We have collaborated with two other FET initiatives to produce the Virtual Human Twin (VDT) manifesto initiated by the EC and to work on the roadmap for VDT. With MedTech Europe, DIGIPREDICT organised a special session at the 2023 Annual Congress and is preparing the "First International Symposium on Digital Twins in Healthcare" to be held in Larnaca, Cyprus, in May 2024. We published five papers in conference proceedings, updated the exploitation plan, created a dedicated community building section on the website and co-organised the first inter-project event. Overall, DIGIPREDICT has achieved important milestones in the areas of clinical investigations, data integration, biomarker discovery, MEMS device design, algorithm development and dissemination, advancing the use of Digital Twins in health technology.
The development of new models accurately representing patient-specific (patho)physiology to enable early detection and predicting infectious viral diseases and their cardiovascular effects is considered progress beyond the state of the art. Examples include the machine learning algorithm for analysing irregularly sampled time series in electronic medical records, a custom algorithm for estimating respiratory rate, and a technique for reducing data collection called Polygonal Approximation Sampler (PAS).
DIGIPREDICT develops unique multimodal data generator wearable technologies to support the construction and acquisition of digital twin models validated by both in vitro and in vivo methods.
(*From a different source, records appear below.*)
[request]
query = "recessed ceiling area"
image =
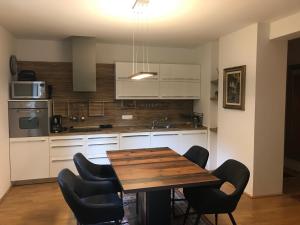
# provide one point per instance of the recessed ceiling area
(177, 23)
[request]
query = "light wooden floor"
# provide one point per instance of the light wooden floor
(42, 204)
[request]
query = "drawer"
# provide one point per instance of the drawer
(100, 149)
(100, 160)
(58, 164)
(67, 141)
(66, 151)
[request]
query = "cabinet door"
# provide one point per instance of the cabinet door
(137, 89)
(179, 90)
(134, 140)
(166, 139)
(124, 69)
(29, 158)
(190, 138)
(179, 72)
(62, 150)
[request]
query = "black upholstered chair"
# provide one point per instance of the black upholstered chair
(211, 200)
(93, 172)
(197, 155)
(91, 202)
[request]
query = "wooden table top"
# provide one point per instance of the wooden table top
(155, 169)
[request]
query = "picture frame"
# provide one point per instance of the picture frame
(234, 80)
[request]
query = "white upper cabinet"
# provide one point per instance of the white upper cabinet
(179, 72)
(174, 81)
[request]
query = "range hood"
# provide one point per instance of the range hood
(84, 64)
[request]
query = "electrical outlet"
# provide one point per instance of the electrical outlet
(127, 117)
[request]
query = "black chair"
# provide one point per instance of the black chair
(91, 202)
(197, 155)
(93, 172)
(211, 200)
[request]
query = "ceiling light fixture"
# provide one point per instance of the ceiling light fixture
(138, 9)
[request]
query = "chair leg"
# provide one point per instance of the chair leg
(137, 203)
(197, 219)
(186, 213)
(232, 219)
(173, 201)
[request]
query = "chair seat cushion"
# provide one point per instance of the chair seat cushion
(103, 199)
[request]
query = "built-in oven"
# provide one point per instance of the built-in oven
(29, 118)
(28, 90)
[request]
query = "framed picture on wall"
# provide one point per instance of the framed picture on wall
(234, 80)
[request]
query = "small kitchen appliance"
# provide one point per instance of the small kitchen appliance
(56, 124)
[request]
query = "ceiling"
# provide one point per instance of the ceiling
(177, 23)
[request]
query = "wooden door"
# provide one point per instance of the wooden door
(292, 124)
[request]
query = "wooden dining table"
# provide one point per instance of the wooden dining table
(152, 172)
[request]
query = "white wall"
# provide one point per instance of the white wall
(7, 48)
(287, 27)
(235, 127)
(269, 114)
(60, 51)
(208, 59)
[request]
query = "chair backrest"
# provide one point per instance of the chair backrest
(198, 155)
(71, 189)
(84, 167)
(235, 173)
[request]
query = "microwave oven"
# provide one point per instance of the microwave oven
(28, 90)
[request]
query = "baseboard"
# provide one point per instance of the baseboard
(5, 194)
(35, 181)
(261, 196)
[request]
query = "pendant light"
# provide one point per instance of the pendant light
(145, 73)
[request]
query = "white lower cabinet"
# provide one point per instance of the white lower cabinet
(43, 157)
(62, 150)
(134, 140)
(169, 139)
(193, 137)
(97, 145)
(29, 158)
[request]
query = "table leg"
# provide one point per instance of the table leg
(154, 207)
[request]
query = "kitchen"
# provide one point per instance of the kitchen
(157, 112)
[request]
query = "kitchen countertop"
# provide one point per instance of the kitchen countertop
(129, 129)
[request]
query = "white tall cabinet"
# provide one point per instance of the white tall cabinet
(29, 158)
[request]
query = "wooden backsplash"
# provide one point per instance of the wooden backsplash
(100, 107)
Examples of advances beyond the state of the art include the highly miniaturised wireless Physio Patch, the first validations of lactate and CRP sensors in ISF, and regulatory advances with the ISF Extractor.
DIGIPREDICT aims to advance physical vascular organ-on-chip (OoC) technologies beyond their current design to facilitate the realisation of the aforementioned goals. In the project so far, significant progress was made in all three areas and their interactions. Examples are the development of the Translational Organ-on-Chip (TOP) platform with a multi-electrode array (MEA) chip and a 3D vessel-on-chip with endothelial cells derived from human induced pluripotent stem cells.